Same with you.  Recruiters aren't the arbiters of whether or not you will be successful, the MCC's are.  The recruiters job is to take make sure you meet basical eligibility, give prospects information about the CF, and a few other things.  They DO NOT evaluate your quals or job experience, MCC's do that. The PPR (once again for those who didn't read my post the first time) is a fairly rigid grid scoring system.  There isn't anything really to interpret.  Its also not a deal breaker, if you have a high PPR score, it just means we will process your file faster, because based on our stats, those with a high PPR tend to have a better chance of being selected, but thats not always the case.  And with our limited resources its a quick tool to figure out who we should spend time moving through the system.  

Before a mod steps in to remind people, if you have no first hand knowledge of how/why CFRCs do what we do, then refrain from guessing and assuming things.


----------



## Trick (2 Aug 2012)

I'm a little confused, didn't you say:



			
				Hatchet Man said:
			
		

> Basically is its a prescreening tool used by the recruiters to determine which files should be processed quickly.  It takes into account work history,* education, volunteer experience and physical activity.*



I don't mean to portray myself as an expert, I was just talking from my own experience with recruiting. I was a 4, one point shy of a 5 and I've spent the last 7 years in school with just a smattering of part-time or summer jobs in between.

It doesn't matter for me since I'm past that point, but for everyone else, is PPR based solely on work history, or all the things listed above?


----------



## The_Falcon (2 Aug 2012)

Trick said:
			
		

> I'm a little confused, didn't you say:
> 
> I don't mean to portray myself as an expert, I was just talking from my own experience with recruiting.

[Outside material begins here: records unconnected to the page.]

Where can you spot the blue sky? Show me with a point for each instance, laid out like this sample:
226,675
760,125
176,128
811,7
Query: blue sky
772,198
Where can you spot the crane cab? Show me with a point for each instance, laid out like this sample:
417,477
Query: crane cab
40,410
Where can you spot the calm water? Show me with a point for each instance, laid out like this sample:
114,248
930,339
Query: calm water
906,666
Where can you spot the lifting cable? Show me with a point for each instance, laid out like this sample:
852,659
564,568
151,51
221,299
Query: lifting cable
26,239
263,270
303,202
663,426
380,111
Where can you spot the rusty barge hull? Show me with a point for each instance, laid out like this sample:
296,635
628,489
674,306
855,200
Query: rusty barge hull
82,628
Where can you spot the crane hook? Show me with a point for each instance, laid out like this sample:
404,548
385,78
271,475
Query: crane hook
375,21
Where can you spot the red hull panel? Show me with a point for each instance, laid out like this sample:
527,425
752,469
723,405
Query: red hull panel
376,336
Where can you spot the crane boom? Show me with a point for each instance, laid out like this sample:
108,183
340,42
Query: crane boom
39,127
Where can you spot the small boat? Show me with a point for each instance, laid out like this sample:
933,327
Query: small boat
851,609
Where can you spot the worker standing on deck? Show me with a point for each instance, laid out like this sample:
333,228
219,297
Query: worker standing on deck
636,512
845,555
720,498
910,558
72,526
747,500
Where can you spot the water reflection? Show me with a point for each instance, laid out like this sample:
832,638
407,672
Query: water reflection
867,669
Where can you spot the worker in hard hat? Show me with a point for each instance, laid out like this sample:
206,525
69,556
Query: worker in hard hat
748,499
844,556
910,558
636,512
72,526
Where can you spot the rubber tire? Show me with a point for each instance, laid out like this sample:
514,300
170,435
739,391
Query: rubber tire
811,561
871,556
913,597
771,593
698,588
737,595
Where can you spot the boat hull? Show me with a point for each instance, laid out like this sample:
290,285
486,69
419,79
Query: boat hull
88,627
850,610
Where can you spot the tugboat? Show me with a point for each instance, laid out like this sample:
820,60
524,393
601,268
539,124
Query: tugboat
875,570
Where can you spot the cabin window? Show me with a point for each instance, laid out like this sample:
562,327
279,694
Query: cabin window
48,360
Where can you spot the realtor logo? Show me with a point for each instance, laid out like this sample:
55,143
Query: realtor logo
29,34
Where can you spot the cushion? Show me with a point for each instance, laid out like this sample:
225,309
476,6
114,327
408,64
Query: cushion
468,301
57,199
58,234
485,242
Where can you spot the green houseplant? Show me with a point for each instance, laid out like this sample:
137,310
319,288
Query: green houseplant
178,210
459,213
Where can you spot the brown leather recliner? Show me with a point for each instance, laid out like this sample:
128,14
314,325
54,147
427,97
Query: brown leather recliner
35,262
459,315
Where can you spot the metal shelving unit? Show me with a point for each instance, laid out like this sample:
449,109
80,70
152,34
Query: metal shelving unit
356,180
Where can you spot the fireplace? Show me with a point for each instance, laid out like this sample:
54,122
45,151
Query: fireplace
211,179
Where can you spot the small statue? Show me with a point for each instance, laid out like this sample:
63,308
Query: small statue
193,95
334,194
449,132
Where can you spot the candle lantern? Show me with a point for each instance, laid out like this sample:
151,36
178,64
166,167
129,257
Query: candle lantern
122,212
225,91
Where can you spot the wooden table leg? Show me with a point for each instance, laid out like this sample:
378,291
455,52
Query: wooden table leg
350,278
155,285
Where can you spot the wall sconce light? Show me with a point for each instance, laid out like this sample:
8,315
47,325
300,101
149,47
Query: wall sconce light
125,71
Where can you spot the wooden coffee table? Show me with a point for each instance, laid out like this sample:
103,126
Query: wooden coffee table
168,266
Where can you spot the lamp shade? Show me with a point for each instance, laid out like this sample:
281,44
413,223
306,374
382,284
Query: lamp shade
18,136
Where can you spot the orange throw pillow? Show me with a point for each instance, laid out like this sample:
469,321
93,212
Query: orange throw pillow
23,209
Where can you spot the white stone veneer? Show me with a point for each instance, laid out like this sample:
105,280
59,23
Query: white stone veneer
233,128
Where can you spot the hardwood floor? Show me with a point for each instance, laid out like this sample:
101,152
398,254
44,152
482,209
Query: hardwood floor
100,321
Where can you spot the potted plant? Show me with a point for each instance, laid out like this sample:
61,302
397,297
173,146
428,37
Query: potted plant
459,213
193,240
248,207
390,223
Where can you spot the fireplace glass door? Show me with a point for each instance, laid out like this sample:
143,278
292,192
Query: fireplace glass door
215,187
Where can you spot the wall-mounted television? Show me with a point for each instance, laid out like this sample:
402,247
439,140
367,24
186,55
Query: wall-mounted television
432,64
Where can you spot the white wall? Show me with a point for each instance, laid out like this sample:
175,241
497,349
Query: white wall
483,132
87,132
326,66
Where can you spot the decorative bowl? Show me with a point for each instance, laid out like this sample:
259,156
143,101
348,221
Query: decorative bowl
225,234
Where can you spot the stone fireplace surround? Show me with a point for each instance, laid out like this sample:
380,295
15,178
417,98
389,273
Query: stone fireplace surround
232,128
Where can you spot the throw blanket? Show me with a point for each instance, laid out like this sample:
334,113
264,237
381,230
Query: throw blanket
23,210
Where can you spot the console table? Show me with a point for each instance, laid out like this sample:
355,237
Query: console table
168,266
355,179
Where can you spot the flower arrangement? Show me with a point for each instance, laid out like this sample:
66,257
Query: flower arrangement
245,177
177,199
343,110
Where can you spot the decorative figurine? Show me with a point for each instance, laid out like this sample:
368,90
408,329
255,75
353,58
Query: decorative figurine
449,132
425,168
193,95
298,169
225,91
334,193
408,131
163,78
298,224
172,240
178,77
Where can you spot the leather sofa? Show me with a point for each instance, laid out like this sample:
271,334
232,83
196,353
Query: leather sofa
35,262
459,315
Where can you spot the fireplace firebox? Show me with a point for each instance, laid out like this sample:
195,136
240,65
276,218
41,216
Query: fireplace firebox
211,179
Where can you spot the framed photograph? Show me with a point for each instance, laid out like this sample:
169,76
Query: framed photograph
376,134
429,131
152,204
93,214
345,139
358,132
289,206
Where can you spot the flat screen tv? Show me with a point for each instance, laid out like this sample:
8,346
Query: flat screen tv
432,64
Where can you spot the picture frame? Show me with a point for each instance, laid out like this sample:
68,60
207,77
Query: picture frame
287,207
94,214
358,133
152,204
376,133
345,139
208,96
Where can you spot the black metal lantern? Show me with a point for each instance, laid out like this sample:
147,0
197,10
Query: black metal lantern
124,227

I was a 4, one point shy of a 5 and I've spent the last 7 years in school with just a smattering of part-time or summer jobs in between.
> 
> It doesn't matter for me since I'm past that point, but for everyone else, is PPR based solely on work history, or all the things listed above?



I know what I said, your are assuming that the earlier part of the recruiting proces goes into far more depth in the early stages (particularly figuring out your PPR) than is actually the case.  All those factors make up the PPR, but only insofar as to figure out where you place on the points grid.  2 years work history = x points, 5 years = y points.  The pertinant details such as where you worked and what you did are irrelevant for the most part (caveat is you can score higher if your work history is MOSID related ie you work as a mechanic and you are applying for Vehicle Technician).


----------



## aesop081 (2 Aug 2012)

HM, stop. You know damned well by now that the applicants are the hands down "experts" in all this. Please keep your "facts", "expertise" and "explanations" to yourself. We value "staying in your lane" here.


----------



## Trick (2 Aug 2012)

Ok, I think I misunderstood what you were getting at. I was just relating my own experience because I didn't want people thinking the only way to get a high PPR is normal "work experience".


----------



## The_Falcon (2 Aug 2012)

CDN Aviator said:
			
		

> HM, stop. You know damned well by now that the applicants are the hands down "experts" in all this. Please keep your "facts", "expertise" and "explanations" to yourself. We value "staying in your lane" here.



I know I know but I am a CrossFitter, which means I am a crazy masochist  8)


----------